モンスターの襲撃警戒を二人に任せ、いったいどんなバカなのか……記憶を掘り返していくと、どんなバカの事を言ってるのか思い出す。


「いたな、そんなバカ。けどラスト、そのバカは森林暗危がある街じゃなくて、えっと……確か、コボルトとオークが手を組んでる集団を潰そうとしたら、最後にリザードマンの群れが襲撃してきた時だよ」


「リザードマンジェネラルとスカーレットの時だったか」


「ふむ。そのジェネラルとスカーレットの話は前に聞いたが、引き抜きと言うのはどういう事だ?」


当時、一人の女性ルーキーが行った事を話すと、アキラは怒りを通り越して完全に呆れていた。


「……それは真なのか?」


「真ですね~。俺もとりあえず驚いた後、アキラさんと同じくそいつの要件に対して呆れましたよ」


現在、ラストはティールと共に行動を始めてからどんどん戦闘力を上げ、今ではソロでBランクのモンスターを討伐出来るほどの強さを得ていた。
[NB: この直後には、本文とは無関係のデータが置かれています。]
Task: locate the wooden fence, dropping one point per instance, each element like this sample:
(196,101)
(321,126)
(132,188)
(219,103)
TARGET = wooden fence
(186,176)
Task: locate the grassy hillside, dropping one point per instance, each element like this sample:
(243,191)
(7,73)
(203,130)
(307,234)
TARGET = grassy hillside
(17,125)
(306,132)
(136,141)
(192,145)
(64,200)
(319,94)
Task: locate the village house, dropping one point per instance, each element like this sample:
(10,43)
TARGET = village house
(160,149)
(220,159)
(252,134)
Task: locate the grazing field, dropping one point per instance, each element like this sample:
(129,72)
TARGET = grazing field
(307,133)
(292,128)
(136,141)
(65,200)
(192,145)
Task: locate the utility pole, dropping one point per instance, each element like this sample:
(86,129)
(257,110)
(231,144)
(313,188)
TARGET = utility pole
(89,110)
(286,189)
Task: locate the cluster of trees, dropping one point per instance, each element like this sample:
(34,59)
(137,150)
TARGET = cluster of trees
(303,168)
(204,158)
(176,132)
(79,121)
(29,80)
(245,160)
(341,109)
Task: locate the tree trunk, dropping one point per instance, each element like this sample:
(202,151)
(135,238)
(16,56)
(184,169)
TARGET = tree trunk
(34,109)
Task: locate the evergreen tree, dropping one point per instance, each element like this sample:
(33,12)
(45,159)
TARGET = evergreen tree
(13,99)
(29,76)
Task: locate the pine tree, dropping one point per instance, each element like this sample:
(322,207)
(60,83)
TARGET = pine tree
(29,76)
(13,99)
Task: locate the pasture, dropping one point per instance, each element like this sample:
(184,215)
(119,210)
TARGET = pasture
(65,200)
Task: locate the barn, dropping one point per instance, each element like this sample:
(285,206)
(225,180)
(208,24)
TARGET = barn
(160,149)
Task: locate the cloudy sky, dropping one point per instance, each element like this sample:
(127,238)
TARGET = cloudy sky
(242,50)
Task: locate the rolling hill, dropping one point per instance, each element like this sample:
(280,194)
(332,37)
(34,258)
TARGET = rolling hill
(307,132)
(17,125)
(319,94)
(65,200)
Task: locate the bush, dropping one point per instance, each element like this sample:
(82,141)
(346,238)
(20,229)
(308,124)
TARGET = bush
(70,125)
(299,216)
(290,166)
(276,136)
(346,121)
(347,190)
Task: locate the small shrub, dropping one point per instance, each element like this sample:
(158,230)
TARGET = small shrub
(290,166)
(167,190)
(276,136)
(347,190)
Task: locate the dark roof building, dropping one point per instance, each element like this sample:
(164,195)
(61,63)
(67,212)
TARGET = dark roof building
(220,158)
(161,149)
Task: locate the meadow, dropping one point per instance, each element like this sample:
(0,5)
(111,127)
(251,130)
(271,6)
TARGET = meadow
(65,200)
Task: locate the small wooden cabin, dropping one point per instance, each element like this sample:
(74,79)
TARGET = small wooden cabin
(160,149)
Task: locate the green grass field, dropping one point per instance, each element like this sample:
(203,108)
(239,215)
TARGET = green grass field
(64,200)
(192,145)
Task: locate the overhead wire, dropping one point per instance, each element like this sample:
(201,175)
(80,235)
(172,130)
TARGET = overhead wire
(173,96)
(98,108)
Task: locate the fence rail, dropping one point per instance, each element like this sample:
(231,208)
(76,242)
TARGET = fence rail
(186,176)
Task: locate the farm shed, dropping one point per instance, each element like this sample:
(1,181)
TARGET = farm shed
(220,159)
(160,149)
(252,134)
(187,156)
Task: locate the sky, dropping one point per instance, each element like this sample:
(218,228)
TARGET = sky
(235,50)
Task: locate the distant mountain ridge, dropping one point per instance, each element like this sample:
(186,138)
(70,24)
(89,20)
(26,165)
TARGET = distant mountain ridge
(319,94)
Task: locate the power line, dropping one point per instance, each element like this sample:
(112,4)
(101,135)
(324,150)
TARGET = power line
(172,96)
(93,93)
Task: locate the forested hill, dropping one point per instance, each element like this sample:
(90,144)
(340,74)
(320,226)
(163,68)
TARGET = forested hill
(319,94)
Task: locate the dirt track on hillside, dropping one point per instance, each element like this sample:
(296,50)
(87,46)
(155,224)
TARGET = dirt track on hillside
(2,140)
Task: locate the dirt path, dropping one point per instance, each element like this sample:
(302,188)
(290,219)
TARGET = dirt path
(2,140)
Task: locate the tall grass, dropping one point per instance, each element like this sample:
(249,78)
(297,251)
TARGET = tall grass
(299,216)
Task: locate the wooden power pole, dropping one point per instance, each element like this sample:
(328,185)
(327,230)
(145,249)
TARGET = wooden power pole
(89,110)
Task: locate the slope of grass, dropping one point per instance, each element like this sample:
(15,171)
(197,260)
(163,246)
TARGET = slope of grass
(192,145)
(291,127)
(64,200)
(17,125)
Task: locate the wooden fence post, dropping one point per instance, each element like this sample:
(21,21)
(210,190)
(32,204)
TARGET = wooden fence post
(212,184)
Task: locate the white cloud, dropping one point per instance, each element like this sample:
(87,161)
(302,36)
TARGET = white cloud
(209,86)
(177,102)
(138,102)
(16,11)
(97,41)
勿論、これまで討伐してきたモンスターの素材を使った装備品があるから、というのもあるが……強化系のスキルや竜化のギフトを使用すれば武器を使わずともBランクのモンスターと渡り合うのは不可能ではない。


そんなラストの現時点での戦闘力。

そしてこれからの伸びしろを考えれば……例え対価を用意して引き取ろうにも、白金貨数枚程度では話にならない。


「ラストを対価なしで……ただ奴隷という立場が可哀想云々という私情で………………教育による考えの差、と思うべきなのだろうか」


アキラからすれば、考え無しにも程がある要件の押し付け。


「教育の差、ですか。その点に関しては、俺はそれなりに恵まれてましたね」


一人の賢く優しい師と、もう一人の……今思えばまだ子供相手に教える事ではないのでは? と首を捻りたくなるような事まで教えてくれた、実力は確かな師が頭に浮かび、何となく感謝の念を送った。